Dari pengungkapan kasus ini, polisi menyita sebanyak 538 balok timah berbagai ukuran dengan nilai mencapai sekitar Rp7 miliar. Selain itu, petugas juga mengamankan uang tunai sebesar Rp768 juta serta sejumlah alat mesin potong yang diduga digunakan para pelaku saat menjalankan aksinya.
Lima pelaku pertama ditangkap saat berada di ruang tunggu Pelabuhan Tanjung Kalian Mentok, Bangka Barat. Mereka diduga hendak melarikan diri ke Palembang menggunakan kapal ferry.
Sementara lima pelaku lainnya berhasil diringkus tim gabungan di lokasi berbeda, mulai dari rumah pelaku hingga di jalan raya saat melintas.
Pengungkapan kasus ini dilakukan tim gabungan yang terdiri dari Jatanras Polda Bangka Belitung, Tim Buser Polres Bangka, Sat Intelkam Polres Bangka, serta Polsek Mentok.
Kapolres Bangka, AKBP Deddy Dwitiya Putra mengatakan, para pelaku menjalankan aksinya pada malam hari dengan masuk ke area smelter melalui pintu belakang.
“Pelaku yang sudah kita amankan ada 10 orang dan masih kita kembangkan kemungkinan adanya pelaku lain.

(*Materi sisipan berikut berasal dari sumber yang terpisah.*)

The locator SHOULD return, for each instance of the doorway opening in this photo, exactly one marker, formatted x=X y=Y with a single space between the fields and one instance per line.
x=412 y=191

Modusnya, mereka mencuri dan menyekap petugas keamanan yang ada di perusahaan tersebut dengan dilakban dan ditutup mata, kemudian mengambil barang bukti yang ada di gudang,” ujar Deddy.
Dalam aksinya, para pelaku menyekap lima petugas keamanan smelter dengan cara mengikat tangan dan kaki serta menutup mata dan mulut korban.
Setelah melumpuhkan para petugas keamanan, komplotan tersebut membawa kabur ratusan balok timah menggunakan truk dan mobil pick up.
Balok timah hasil rampokan kemudian dibawa ke wilayah Pangkalpinang untuk disembunyikan. Namun, polisi berhasil mengendus keberadaan para pelaku dan langsung melakukan penangkapan.
Perwakilan PT PMP, Sembiring mengatakan, pihak perusahaan mulai curiga karena tidak menerima laporan rutin situasi keamanan dari petugas di lokasi.
“Biasanya setiap pagi ada laporan situasi keamanan dari security. Karena tidak ada laporan, kami meminta orang untuk mengecek lokasi. Saat dicek ternyata petugas keamanan ditemukan dalam kondisi disekap,” kata Sembiring.
Menurutnya, meski perusahaan sedang tidak beroperasi sambil menunggu RKAB, area smelter tetap dijaga oleh petugas keamanan.
Saat ini, seluruh pelaku beserta barang bukti telah diamankan di Mapolres Bangka untuk menjalani pemeriksaan lebih lanjut.
Akibat perbuatannya, para tersangka terancam hukuman hingga 10 tahun penjara.